As Israel and the United States ramp up their attacks on Iran, the justification remains the same: nuclear weapons. Iran, they claim, is an existential threat, a rogue actor, a danger to world peace.
Yet this claim collapses under even the lightest scrutiny.
• The United States holds the largest stockpile of nuclear weapons in history and is the only country to ever use them in war, killing hundreds of thousands in Hiroshima and Nagasaki.
• Israel possesses dozens of nuclear warheads, developed secretly, never signed the Non-Proliferation Treaty, and refuses any international inspections.
• Iran, on the other hand, has no nuclear weapons, has allowed IAEA oversight for years, and has never started a conventional war in over three centuries.
So now I must ask the strikingly obvious:
Why is it acceptable for the most violent and aggressive countries on Earth to possess nuclear weapons, but not a country that has largely exercised restraint in the face of continuous provocation?
This is not about nuclear weapons. My stance on that is that really no one should have nuclear weapons. Because pause for 30 seconds and actually think about that, and it’s quite literally insanity that anyone should have them. I’m not advocating that Iran should be allowed them if everyone else is because I’m a big fan of nuclear weapons. No. It’s because this isn’t about the weapons.
It is about control. It is about who is allowed to have power and who is not.
It is about who gets to define peace and who is told to stay silent under the boot of an occupier. And, ultimately, it is about white supremacy.
Because when the dominant global powers - overwhelmingly white, Western nations or their allies - decide who is civilised and who is dangerous, who can be trusted with power and who must be policed, punished or bombed, we are not looking at a neutral system of rules.
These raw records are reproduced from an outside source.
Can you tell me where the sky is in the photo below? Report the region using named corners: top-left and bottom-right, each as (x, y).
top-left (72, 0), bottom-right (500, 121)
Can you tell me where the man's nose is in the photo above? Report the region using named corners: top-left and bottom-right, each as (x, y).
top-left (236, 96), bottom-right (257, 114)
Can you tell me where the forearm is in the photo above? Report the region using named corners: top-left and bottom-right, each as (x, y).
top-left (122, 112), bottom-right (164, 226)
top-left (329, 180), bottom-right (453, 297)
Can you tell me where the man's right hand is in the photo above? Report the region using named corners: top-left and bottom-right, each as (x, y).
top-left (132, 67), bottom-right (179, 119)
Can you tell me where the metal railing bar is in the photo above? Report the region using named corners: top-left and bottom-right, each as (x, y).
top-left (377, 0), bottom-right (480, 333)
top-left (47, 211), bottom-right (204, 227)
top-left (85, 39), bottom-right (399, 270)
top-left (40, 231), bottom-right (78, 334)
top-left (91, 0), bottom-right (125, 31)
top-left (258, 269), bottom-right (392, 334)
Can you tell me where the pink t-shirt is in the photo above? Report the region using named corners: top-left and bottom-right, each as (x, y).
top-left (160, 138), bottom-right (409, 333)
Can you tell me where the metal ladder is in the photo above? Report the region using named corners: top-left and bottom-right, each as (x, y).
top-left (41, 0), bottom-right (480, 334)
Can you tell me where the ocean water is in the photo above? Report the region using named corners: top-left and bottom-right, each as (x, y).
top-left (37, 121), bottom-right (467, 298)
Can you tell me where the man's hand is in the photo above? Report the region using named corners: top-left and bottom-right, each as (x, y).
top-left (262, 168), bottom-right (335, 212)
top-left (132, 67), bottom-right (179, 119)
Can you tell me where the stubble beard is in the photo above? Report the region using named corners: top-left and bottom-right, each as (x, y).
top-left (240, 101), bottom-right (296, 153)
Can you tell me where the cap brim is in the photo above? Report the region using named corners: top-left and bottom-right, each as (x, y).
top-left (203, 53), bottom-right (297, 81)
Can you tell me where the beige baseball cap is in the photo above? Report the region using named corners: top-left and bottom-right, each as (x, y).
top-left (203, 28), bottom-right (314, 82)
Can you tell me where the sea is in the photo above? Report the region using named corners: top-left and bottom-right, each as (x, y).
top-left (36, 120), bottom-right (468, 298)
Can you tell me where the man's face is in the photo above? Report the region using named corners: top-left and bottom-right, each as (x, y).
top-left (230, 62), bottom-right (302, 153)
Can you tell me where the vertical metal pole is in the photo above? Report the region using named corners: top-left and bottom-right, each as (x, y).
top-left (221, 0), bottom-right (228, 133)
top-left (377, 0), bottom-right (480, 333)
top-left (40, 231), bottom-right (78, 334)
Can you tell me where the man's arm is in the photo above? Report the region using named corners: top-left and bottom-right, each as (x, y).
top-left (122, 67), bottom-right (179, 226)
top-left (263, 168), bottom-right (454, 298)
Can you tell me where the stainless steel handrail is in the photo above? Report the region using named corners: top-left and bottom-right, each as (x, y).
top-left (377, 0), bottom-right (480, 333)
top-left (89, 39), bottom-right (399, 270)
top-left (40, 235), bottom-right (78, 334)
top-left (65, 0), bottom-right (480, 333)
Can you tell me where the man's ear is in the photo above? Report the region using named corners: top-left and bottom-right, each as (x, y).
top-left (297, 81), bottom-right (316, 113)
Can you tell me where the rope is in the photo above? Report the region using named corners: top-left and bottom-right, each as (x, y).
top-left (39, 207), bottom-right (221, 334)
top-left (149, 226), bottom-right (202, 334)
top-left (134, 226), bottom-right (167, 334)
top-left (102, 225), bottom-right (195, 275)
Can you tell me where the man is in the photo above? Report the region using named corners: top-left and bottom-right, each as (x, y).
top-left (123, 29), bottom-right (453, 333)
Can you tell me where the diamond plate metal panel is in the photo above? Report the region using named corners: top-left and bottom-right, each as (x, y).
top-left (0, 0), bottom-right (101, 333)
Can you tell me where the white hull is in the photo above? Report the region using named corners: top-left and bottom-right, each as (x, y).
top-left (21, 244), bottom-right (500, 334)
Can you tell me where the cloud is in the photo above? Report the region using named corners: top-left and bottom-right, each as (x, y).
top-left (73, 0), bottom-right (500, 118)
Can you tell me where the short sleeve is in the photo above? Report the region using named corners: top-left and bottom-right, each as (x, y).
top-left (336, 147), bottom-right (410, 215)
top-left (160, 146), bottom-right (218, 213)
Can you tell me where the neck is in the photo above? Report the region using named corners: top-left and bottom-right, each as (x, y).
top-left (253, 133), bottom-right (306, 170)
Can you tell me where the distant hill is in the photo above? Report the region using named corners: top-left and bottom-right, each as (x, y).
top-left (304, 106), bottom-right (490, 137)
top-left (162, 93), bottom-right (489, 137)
We are looking at a deeply racialised hierarchy that has, for centuries, justified domination in the name of “security”, “freedom”, or “democracy”.
Strip it all back and you’re left with this: some lives are seen as worth more than others, and some nations are punished simply for refusing to bow their heads.
When Israel bombs Iran or slaughters Palestinians, it is called self-defence.
When the United States drops bombs from drones or invades sovereign nations, it is called stabilisation.
When Iran funds allies or resists encroachment, it is labelled terrorism.
This inversion of morality has one purpose: to ensure that violence carried out by the West and its allies is always justified, and that resistance to that violence is always condemned.
It allows those with the greatest stockpiles of weapons, the most advanced killing machines, and the most blood-stained histories to hold the megaphone while the victims are left without voice, without recourse, without justice.
If we are to speak truthfully, we must look beyond the polished press releases that paint them as saviours, and protectors. We have to name the greatest threats to global peace by the decades of death and destruction they leave in their wake.
It is not Iran that has destabilised the Middle East.
It is not Palestine that is perpetuating violence.
It is not the people under bombs who are a threat to world peace – it is the ones dropping the bombs, year after year, decade after decade.
We have to stop treating the arsonists like firefighters simply because they wear uniforms with flags we recognise.
This is not about supporting Iran’s government. It is not about denying complexity. It is about rejecting a global lie that permits some nations to act with impunity, and others to be crushed for daring to survive.
Peace will not come from airstrikes.Peace will not come from nuclear hypocrisy. Peace will never come while colonisers are allowed to call themselves victims, and those resisting occupation are called aggressors.
Until we name the violence of empire for what it is - and that’s what the West has become, the Western Empire - we will continue to live in a world where truth is inverted, and peace is postponed with every missile launched.